In its first study on BPO services in the region, the market researcher predicts that the market will generate revenues of US$12 billion by 2009, up from US$5.4 billion in 2004.
Conrad Chang, IDC’s senior market analyst for IDC’s Asia-Pacific BPO services, noted in a media statement, that the growth will occur despite challenges presented by the varying stages of maturity of the different Asian markets.
Matured services markets such as Australia and New Zealand have taken to BPO services rather early, with Korea, Singapore and Hong Kong following closely behind, according to IDC. Other semi-mature services markets, the analyst added, do realize the cost efficiencies that can be derived from BPO services but are hesitant because of services continuity concerns as well as risk mitigation.
"So to succeed in the region, BPO service providers need to be able to clearly articulate the value proposition that is best-suited to each varied market," said Chang.

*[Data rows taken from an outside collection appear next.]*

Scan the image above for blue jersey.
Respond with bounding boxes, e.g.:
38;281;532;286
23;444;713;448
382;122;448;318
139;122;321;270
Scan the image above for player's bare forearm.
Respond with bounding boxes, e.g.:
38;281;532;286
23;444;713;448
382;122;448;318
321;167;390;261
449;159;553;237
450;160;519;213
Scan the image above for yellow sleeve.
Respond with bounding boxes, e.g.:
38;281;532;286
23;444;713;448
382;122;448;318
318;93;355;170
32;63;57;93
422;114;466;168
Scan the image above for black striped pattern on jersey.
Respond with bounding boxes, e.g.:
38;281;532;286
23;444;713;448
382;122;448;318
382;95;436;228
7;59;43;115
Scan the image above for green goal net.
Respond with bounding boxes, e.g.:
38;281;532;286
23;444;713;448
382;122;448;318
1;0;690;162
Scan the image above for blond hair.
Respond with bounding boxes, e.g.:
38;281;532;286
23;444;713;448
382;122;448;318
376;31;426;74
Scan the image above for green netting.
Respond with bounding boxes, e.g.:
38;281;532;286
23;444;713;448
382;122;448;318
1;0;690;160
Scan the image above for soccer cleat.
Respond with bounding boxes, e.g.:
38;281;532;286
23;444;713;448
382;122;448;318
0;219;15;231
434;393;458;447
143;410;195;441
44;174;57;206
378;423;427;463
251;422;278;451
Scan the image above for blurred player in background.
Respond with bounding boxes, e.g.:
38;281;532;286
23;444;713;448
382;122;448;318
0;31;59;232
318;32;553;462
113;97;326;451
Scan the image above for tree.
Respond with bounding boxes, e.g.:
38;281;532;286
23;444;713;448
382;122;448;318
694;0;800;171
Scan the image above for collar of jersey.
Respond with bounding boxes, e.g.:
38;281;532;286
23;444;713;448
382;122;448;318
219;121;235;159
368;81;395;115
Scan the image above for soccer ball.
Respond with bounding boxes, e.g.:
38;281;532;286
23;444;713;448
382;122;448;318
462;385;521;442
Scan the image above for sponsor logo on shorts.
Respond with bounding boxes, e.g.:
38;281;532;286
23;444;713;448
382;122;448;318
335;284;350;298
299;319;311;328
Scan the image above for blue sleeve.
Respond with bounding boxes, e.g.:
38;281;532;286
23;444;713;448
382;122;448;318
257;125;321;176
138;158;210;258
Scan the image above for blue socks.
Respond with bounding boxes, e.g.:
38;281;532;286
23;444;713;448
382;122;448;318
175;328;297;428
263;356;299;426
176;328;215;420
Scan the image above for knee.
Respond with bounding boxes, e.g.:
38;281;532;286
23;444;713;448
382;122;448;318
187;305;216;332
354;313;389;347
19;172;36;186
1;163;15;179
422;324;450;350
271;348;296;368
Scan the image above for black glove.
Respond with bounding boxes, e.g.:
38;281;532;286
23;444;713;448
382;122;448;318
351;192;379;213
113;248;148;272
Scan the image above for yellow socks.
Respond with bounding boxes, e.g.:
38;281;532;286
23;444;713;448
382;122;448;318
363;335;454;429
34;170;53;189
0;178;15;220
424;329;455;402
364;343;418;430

However, IDC has found that both vendors and their customers are confused about what BPO really means, loosely labeling any sort of outsourcing activity as BPO. In addition, many BPO service providers use the terms BPO and processing services interchangeably when there are actually key distinctions, according to IDC. BPO services enable the client’s operational aspects of the business function to be better aligned with the overall business needs, while process services transfers management and execution of activities or single business processes to an external provider.